高齢者になれば体が動かなくなるだけでなく、年齢とともに記憶が不確かになる事態は避けられません。そこで欠かせなくなるのが人工知能です。

◎中長期的な視点を心がける

短期サイクルの業務は、日々の収益の源泉です。しかし、眼の前の出来事に反射的に対処するのが中心となると、中長期的に世界を見通す「視力」の訓練が疎かになります。頭ではわかっていても、常日頃から長いスパンで考える癖をつけておかないと、急にはできません。

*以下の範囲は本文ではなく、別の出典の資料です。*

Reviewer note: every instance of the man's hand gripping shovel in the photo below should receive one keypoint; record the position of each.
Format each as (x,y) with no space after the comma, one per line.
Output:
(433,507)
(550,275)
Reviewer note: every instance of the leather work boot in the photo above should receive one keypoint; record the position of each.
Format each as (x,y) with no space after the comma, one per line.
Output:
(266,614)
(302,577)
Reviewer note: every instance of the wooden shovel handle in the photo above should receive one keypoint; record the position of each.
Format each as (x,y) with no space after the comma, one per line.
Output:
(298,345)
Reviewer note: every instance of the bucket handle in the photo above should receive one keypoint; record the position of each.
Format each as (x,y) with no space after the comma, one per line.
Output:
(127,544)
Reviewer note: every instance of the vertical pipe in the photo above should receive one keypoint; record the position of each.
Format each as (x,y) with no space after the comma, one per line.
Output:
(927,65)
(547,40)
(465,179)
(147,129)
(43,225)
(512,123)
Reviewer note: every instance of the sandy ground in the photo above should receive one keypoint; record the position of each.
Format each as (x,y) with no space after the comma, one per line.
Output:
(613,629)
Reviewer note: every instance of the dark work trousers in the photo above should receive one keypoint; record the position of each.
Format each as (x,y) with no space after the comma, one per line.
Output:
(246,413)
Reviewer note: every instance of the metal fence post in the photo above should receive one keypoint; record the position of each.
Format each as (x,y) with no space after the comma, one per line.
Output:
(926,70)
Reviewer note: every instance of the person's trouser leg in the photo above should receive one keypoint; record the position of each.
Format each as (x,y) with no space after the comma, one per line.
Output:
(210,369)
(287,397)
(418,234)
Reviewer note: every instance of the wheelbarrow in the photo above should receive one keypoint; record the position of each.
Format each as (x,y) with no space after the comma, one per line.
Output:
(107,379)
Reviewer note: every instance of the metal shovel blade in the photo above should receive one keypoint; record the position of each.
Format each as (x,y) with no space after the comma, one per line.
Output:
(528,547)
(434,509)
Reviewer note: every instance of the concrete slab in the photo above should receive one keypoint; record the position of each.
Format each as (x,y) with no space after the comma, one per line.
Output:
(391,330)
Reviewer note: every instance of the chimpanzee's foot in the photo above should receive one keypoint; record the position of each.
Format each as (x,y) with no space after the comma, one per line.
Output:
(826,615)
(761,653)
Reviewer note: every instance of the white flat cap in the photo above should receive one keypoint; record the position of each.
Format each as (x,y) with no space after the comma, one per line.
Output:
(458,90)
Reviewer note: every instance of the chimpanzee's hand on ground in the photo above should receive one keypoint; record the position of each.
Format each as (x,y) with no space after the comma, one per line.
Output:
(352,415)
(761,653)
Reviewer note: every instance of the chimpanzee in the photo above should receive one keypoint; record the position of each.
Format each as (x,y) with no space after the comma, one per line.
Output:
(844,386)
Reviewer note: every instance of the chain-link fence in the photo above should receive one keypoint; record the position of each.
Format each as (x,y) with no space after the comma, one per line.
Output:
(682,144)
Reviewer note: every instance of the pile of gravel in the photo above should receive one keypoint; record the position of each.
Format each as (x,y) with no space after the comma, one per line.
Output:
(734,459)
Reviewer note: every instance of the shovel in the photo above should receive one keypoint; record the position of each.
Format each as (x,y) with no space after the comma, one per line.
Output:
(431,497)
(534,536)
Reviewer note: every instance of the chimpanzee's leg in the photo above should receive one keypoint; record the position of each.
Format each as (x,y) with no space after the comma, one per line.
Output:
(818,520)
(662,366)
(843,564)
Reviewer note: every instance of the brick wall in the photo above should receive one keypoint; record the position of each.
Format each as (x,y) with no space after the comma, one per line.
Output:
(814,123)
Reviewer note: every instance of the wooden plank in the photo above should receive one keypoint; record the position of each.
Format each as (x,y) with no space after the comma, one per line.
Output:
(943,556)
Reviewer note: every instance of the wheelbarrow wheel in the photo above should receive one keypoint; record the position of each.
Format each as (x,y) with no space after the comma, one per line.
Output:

自分の日々の業務を少し離れて、業界全体だけでなく、社会も俯瞰的に眺めてみましょう。今のトレンドやこれからのトレンドが見えやすくなります。

◎「この業務は不要だ」と思う訓練をする

会社にとって何が重要で、どこは不要なのか。不要となった作業・業務を見つけ、会社の将来を担う開発へと振り分ける視点で自分の会社を眺めてみてください。ひとりひとりにそうした意識があれば、会社の収益が減り、回復不能な状態になってから慌てて、次の「つくる」ネタを探す悪循環は避けられるはずです。